Gel electrophoresis technique is used in DNA fingerprinting, for instance, and other processes in which large molecules are to be identified. Fragments of DNA are placed in a gel and an electrical field is turned on. The fragments move in response to the field, with smaller fragments generally moving faster. After a time, the fragments have separated enough to form a series of separated lines that become like a barcode that characterizes the DNA.

As modern as electrophoresis sounds, it actually has roots that go back as far as the late 18th and early 19th century. Early work with the basic principle of electrophoresis was based on Faraday’s laws of electrolysis and other early electrochemistry. In 1807, a Moscow scientist noticed that the application of a constant electric field caused clay particles dispersed in water to migrate. It is the presence of a charged interface between the particle surface and the surrounding fluid that causes the migration, and this has become the basis for a number of analytical techniques used in chemistry for separating molecules by size, charge, or binding affinity. Experiments by scientists of this era to measure the properties and behavior of small ions moving through aqueous solutions under the influence of an electric field led to general mathematical descriptions of the electrochemistry of aqueous solutions. Equations were created for varying concentrations of charged particles moving through solution, including sharp moving boundaries of charged particles.

Methods of optical detection of moving boundaries in liquids were first developed in the 1860s. This method, combined with the theoretical and experimental methods for creating and analyzing a charged moving boundary, would form the basis of the modern moving boundary electrophoresis method. By the start of the 20th century, electrochemists had found that such moving boundaries of charged particles could be created with U-shaped glass tubes.

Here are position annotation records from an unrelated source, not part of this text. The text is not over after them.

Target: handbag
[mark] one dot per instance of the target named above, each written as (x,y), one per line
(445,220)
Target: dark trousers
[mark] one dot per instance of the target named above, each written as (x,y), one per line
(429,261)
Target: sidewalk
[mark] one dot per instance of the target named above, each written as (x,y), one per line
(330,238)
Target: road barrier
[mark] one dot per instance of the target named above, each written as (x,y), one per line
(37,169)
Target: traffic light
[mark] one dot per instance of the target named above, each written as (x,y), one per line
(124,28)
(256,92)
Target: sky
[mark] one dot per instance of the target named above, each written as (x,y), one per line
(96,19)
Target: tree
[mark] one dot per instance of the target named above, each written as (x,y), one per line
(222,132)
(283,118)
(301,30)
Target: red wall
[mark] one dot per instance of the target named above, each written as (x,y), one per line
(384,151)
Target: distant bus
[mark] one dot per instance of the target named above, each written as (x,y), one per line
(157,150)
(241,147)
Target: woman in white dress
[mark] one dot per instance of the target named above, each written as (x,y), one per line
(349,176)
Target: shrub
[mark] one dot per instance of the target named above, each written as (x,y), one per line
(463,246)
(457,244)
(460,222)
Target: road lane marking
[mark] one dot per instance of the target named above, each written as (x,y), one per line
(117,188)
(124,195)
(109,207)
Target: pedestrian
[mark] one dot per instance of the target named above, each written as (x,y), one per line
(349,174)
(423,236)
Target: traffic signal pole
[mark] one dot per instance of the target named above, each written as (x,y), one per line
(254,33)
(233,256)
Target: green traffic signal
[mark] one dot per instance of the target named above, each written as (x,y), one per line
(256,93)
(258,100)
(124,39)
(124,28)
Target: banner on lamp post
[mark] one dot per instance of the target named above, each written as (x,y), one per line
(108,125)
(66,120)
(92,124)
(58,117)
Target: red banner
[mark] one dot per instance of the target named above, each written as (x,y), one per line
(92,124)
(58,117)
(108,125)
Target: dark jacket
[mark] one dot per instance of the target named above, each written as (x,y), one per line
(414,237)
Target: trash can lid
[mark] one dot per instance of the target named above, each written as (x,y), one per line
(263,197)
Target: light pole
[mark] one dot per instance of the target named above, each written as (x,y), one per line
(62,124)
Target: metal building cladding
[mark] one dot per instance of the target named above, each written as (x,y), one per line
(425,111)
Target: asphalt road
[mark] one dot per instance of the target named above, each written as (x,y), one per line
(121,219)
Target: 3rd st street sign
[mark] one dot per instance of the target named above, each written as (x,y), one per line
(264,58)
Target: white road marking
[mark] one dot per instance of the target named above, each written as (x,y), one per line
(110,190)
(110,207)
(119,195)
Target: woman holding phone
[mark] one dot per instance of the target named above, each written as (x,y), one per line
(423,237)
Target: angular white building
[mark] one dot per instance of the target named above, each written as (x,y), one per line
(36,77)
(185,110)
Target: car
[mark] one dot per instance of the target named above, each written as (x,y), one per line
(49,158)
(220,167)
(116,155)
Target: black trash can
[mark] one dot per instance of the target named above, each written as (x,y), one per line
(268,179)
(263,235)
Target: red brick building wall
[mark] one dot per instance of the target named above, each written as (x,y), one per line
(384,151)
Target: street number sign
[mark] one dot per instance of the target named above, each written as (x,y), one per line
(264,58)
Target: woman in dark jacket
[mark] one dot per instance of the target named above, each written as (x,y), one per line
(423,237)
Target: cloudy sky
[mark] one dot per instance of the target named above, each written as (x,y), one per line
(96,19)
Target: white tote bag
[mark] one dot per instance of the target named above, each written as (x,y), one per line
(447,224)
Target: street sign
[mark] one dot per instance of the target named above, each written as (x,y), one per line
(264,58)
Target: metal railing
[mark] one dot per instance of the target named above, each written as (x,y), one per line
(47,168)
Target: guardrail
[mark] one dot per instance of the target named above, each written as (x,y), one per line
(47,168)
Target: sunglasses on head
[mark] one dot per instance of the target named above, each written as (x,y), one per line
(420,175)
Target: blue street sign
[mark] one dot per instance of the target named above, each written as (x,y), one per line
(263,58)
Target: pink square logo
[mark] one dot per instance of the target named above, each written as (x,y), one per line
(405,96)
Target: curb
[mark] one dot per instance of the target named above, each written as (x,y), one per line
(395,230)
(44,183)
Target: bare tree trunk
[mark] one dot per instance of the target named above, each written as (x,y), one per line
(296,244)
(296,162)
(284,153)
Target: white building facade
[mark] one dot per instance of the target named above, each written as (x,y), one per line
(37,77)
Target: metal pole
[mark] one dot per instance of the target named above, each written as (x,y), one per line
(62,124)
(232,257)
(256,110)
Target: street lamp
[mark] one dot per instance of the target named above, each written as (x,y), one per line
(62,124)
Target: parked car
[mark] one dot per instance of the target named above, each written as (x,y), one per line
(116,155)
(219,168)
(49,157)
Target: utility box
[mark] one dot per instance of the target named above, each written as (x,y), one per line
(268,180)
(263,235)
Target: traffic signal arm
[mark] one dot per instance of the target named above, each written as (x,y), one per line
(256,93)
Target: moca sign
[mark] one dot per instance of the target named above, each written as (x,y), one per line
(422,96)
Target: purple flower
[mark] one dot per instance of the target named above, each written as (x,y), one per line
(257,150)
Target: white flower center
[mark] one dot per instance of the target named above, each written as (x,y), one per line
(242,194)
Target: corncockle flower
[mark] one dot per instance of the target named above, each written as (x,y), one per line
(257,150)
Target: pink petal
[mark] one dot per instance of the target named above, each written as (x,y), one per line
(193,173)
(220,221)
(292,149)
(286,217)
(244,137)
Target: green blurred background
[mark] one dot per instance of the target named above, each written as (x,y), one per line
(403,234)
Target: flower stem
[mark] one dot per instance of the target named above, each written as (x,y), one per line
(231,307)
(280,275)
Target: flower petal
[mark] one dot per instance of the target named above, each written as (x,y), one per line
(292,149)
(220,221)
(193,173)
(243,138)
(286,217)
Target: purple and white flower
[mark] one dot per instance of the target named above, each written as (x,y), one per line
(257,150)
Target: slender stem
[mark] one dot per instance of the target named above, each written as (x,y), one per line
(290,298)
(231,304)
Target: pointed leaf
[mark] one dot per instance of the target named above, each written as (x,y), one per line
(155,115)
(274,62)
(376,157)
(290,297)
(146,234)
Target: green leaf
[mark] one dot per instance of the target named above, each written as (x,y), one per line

Based on these early experiments, Arne Tiselius developed the Tiselius apparatus for moving boundary electrophoresis which was described in the 1930s in a paper entitled “A New Apparatus for Electrophoretic Analysis of Colloidal Mixtures.” This method spread slowly until the advent of effective zone electrophoresis methods in the 1940s and ‘50s, which used filter paper or gels as supporting media. By the 1960s, increasingly sophisticated gel electrophoresis methods made it possible to separate biological molecules based on minute physical and chemical methods, such as protein fingerprinting, blotting procedures, DNA sequencing, and much more. New separation processes and chemical analysis techniques based on electrophoresis continue to be developed into the 21st century.